Does multiplication take unit time?

Question

I have the following problem

Under what circumstances can multiplication be regarded as a unit time operation?

But I thought multiplication is always considered to be taking unit time. Was I wrong?

Answer 1

The expression unit time is a little ambiguous (and AFAIK not much used).

True unit time is achieved when the multiply is performed in a single clock cycle. This rarely occurs on modern processors.

If the execution time of the multiply does not depend on the particular values of the operands, we can say that it is performed in constant time.

When the operand length is bounded, so that the time never exceeds a given duration, we also say that an operation is performed in constant time.

This constant duration can be used as the timing unit of the running time, so that you count in "multiplies" instead of seconds (ops, flops).

Lastly, you can evaluate the performance of an algorithm in terms of the number of multiplies it performs, independently of the time they take.

Answer 2

Only in those cases where you're performing operations on two numbers,of numeric type (emphasis here ,not going into the binary detail), you simply need to assume that the operation being performed is of constant time only.

It's not defined as unit time,but,more strictly, a constant time interval which doesn't change even if we increase the size of number,but, in reality the calculation does utilise subtle more time to perform calculation on large numbers).
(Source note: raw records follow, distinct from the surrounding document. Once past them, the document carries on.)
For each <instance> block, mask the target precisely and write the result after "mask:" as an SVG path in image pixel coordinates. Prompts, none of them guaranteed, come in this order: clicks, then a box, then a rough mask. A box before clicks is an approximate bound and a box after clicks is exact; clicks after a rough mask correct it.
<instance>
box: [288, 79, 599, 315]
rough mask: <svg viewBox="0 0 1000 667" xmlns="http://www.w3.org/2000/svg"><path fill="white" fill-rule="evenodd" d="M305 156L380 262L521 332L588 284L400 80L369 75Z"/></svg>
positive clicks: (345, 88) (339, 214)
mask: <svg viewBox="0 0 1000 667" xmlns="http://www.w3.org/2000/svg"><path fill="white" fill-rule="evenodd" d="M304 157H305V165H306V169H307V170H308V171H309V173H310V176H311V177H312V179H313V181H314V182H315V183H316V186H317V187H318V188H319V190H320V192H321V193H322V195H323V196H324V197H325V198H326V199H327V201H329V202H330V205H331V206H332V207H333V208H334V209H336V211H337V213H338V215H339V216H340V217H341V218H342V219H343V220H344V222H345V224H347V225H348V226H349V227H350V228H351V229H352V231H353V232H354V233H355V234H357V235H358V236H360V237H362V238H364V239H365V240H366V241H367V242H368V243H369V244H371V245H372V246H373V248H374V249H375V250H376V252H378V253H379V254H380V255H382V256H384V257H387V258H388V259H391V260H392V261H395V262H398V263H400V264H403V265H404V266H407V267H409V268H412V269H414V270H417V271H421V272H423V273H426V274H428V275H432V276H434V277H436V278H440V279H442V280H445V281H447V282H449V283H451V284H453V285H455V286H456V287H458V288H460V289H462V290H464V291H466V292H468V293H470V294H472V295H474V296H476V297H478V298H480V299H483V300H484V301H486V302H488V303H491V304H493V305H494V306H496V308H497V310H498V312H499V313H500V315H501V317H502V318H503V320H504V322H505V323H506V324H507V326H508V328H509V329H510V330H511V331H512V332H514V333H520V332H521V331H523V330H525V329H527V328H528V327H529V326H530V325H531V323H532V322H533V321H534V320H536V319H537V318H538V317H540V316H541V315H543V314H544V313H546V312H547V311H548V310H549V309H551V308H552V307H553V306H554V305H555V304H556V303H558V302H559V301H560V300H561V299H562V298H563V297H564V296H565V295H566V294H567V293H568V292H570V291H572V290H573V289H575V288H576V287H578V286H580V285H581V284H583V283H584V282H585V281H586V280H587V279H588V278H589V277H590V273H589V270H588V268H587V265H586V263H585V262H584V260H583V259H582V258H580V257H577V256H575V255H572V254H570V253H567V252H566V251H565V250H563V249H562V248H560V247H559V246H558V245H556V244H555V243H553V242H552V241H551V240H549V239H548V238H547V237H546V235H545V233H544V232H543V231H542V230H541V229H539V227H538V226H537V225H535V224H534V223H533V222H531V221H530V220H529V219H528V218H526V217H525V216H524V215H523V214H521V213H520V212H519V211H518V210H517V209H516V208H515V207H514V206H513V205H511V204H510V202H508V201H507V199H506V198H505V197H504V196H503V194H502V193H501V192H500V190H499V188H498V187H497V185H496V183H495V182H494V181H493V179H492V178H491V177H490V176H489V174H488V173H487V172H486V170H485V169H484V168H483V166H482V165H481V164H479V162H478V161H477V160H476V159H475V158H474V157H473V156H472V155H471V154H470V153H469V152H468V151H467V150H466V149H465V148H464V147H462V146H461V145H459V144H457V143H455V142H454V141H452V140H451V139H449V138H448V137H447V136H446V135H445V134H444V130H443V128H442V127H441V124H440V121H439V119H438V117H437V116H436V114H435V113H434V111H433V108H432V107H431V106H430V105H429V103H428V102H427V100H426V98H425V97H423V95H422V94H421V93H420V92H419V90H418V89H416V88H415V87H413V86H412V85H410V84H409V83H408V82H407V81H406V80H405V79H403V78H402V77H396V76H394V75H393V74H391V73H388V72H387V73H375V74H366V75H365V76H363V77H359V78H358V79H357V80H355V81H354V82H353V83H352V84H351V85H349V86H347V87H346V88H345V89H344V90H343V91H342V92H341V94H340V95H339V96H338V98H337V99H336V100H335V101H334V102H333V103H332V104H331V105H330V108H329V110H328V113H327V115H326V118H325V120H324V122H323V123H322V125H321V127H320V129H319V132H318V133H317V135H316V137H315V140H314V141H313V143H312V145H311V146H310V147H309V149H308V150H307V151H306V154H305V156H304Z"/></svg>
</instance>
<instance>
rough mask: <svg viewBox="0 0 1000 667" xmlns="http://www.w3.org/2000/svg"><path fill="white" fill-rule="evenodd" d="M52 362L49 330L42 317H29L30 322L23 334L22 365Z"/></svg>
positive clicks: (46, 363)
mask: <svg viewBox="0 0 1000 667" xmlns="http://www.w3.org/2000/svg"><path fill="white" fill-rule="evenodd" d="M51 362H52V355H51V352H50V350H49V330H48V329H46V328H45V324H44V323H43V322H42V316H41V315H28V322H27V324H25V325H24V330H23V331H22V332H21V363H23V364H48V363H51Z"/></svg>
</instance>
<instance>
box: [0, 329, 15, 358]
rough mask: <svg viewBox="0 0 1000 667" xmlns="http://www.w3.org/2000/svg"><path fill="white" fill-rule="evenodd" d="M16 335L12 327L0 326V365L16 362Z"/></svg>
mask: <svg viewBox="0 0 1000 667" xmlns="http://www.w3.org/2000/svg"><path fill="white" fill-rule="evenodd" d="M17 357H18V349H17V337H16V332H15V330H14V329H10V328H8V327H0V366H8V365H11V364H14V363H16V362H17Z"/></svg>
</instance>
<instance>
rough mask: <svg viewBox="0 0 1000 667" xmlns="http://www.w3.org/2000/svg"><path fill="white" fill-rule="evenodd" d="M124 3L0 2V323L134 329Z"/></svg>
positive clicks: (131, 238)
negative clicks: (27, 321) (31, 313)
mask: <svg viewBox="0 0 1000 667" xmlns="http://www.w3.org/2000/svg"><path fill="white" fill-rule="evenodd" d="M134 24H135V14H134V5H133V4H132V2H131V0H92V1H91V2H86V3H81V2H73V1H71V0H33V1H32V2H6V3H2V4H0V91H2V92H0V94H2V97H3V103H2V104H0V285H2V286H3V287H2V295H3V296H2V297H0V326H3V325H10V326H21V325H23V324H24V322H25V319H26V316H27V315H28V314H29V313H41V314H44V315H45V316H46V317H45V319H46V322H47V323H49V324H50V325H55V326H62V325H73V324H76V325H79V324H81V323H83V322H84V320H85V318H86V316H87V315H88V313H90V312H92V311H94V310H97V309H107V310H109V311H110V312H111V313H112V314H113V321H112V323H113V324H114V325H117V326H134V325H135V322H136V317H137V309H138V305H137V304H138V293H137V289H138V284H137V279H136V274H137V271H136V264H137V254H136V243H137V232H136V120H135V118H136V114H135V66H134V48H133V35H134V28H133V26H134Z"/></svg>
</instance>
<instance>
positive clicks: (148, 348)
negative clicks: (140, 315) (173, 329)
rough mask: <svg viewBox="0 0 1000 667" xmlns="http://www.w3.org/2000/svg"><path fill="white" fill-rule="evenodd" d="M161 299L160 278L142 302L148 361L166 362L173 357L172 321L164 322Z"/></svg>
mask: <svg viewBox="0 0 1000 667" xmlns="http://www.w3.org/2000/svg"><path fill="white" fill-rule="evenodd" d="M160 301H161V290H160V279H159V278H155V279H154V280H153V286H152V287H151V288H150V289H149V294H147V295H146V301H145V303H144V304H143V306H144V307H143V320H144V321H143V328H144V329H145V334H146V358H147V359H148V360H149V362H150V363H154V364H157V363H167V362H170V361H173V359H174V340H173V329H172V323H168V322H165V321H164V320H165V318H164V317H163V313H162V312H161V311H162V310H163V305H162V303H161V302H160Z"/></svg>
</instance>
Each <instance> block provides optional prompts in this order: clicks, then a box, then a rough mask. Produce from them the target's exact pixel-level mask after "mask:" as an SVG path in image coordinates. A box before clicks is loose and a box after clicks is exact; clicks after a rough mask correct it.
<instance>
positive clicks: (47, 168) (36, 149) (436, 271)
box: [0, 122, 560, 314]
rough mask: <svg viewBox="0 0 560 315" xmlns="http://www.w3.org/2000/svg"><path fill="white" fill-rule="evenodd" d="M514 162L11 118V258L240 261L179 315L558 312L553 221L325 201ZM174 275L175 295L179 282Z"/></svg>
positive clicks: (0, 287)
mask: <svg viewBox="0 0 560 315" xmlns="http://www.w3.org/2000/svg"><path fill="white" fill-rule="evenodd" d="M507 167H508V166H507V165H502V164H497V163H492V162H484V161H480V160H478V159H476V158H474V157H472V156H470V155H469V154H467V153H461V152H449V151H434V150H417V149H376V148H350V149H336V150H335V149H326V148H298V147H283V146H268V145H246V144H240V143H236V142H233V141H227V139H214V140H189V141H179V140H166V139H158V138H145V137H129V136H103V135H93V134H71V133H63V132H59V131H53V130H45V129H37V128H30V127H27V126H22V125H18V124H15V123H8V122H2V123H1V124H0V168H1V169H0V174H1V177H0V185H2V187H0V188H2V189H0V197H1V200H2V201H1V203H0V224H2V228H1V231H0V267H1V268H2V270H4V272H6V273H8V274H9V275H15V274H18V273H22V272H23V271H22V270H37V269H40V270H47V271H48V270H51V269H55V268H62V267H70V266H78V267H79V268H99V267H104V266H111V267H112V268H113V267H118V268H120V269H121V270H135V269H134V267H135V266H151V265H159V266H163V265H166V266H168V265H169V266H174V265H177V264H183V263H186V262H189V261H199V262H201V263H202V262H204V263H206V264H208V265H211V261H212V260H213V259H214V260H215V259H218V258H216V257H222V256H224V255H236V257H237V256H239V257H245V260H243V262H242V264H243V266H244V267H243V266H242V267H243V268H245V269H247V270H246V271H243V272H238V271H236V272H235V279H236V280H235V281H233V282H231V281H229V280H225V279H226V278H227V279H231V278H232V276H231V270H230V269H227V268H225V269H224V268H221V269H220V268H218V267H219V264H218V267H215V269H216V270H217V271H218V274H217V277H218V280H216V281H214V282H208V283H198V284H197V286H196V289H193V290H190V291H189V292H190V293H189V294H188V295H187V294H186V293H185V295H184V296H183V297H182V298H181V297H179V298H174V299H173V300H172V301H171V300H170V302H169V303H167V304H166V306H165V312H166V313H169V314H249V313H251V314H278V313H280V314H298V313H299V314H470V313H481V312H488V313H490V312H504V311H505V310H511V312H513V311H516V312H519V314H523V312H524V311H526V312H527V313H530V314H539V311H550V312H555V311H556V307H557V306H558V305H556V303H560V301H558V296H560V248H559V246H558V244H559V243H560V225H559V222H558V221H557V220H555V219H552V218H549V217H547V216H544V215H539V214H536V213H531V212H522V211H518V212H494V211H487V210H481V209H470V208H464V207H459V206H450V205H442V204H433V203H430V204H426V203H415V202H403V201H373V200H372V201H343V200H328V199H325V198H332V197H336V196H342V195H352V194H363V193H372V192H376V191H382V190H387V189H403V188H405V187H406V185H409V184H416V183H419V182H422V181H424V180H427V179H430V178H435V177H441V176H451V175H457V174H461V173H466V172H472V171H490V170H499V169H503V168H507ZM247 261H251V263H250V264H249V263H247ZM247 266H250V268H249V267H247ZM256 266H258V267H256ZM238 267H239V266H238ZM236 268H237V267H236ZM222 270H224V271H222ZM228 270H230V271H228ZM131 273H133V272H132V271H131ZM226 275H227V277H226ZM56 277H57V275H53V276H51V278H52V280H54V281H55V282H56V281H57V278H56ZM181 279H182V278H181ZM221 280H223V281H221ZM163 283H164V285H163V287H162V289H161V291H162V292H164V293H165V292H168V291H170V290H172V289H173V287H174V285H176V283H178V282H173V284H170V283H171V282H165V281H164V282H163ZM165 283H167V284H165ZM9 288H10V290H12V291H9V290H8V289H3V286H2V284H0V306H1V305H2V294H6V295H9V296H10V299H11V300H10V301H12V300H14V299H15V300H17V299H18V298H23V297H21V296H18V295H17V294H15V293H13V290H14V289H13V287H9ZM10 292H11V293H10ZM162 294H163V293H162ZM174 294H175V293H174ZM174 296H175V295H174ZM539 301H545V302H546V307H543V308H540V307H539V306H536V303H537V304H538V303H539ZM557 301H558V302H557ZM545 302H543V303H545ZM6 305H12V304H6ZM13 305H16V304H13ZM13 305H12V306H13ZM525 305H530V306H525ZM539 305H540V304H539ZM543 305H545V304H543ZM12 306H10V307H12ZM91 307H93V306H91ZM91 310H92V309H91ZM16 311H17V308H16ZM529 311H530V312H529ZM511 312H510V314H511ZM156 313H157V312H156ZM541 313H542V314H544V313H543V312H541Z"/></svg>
These are generally considered trivial,unless the numbers being multiplied are too large,like BigIntegers in Java,etc.

But,as soon as we move towards performing multiplication of binary strings, our complexity increases and naive method yields a complexity of O(n^2).

So,to aimplify, we perform a divide and conquer-based multiplication, also known as Karatsuba's algorithm for multiplication, which has a complexity of O(n^1.59) which reduces the total number of multiplications and additions to some lesser number of multiplications and some of the additions.

I hope I haven't misjudged the question. If so,please alert me so that I can remove this answer. If I understood the question properly, then the other answer posted here seems incomplete.

Answer 3

It depends on what N is. If N is the number of bits in an arbitrarily large number, then as the number of bits increases, it takes longer to compute the product. However, in most programming languages and applications, the size of numbers are capped to some reasonable number of bits (usually 32 or 64). In hardware, these numbers are multiplied in one step that does not depend on the size of the number.

When the number of bits is a fixed number, like 32, then it doesn't make sense to talk about asymptotic complexity, and you can treat multiplication like an O(1) operation in terms of whatever algorithm you're looking at. When can become arbitrarily large, like with Java's BigInteger class, then multiplication depends on the size of those numbers, as does the memory required to store them.